Analyze the basic implementation of the Linux startup process

Download the Linux kernel URL:

https://www.kernel.org/

The latest Linux kernel is version 5.15. Now commonly used Linux kernel source codes are versions 4.14, 4.19, 4.9, etc. Among them, the source code compressed package of version 4.14 is about 90+M, and after decompression, it is 700+M, with a total of 61350 files. With so many files, it will be difficult to view with source insight or VSCode, so you can view them online.
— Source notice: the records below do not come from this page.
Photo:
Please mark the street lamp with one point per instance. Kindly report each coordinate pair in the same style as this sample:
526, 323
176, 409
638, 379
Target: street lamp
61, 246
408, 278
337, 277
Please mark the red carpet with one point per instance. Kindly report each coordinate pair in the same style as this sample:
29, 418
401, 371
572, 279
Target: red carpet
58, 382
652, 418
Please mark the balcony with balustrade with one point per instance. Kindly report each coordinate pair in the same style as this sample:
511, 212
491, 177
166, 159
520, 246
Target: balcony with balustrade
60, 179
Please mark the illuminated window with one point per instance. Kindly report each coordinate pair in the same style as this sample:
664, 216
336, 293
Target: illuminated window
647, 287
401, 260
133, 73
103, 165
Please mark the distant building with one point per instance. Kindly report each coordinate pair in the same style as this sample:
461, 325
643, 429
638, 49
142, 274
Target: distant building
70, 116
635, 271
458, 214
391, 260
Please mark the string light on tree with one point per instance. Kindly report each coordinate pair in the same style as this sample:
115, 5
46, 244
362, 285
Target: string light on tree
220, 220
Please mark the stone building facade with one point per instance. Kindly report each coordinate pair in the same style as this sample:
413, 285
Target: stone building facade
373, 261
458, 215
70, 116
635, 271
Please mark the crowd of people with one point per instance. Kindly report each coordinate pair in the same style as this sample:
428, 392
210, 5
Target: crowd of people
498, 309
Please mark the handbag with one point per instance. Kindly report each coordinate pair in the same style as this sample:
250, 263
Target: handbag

View the Linux kernel source URL online:

https://elixir.bootlin.com/linux/latest/source

View the Android source code online:

http://androidxref.com/

The Android system is based on the Linux kernel, the bottom layer is the Linux kernel, and the amount of source code has doubled many times. Therefore, it is more difficult to use the software to view the Android source code, and you can use the online website to view the source code.

We know that there is a bootloader in front of the startup of the Linux system, such as the commonly used uboot. This article does not analyze the startup of uboot, but only puts a flowchart:

picture

This article mainly explains the process of system initialization by this function after jumping from the bootloader to the startup function start_kernel of the Linux system.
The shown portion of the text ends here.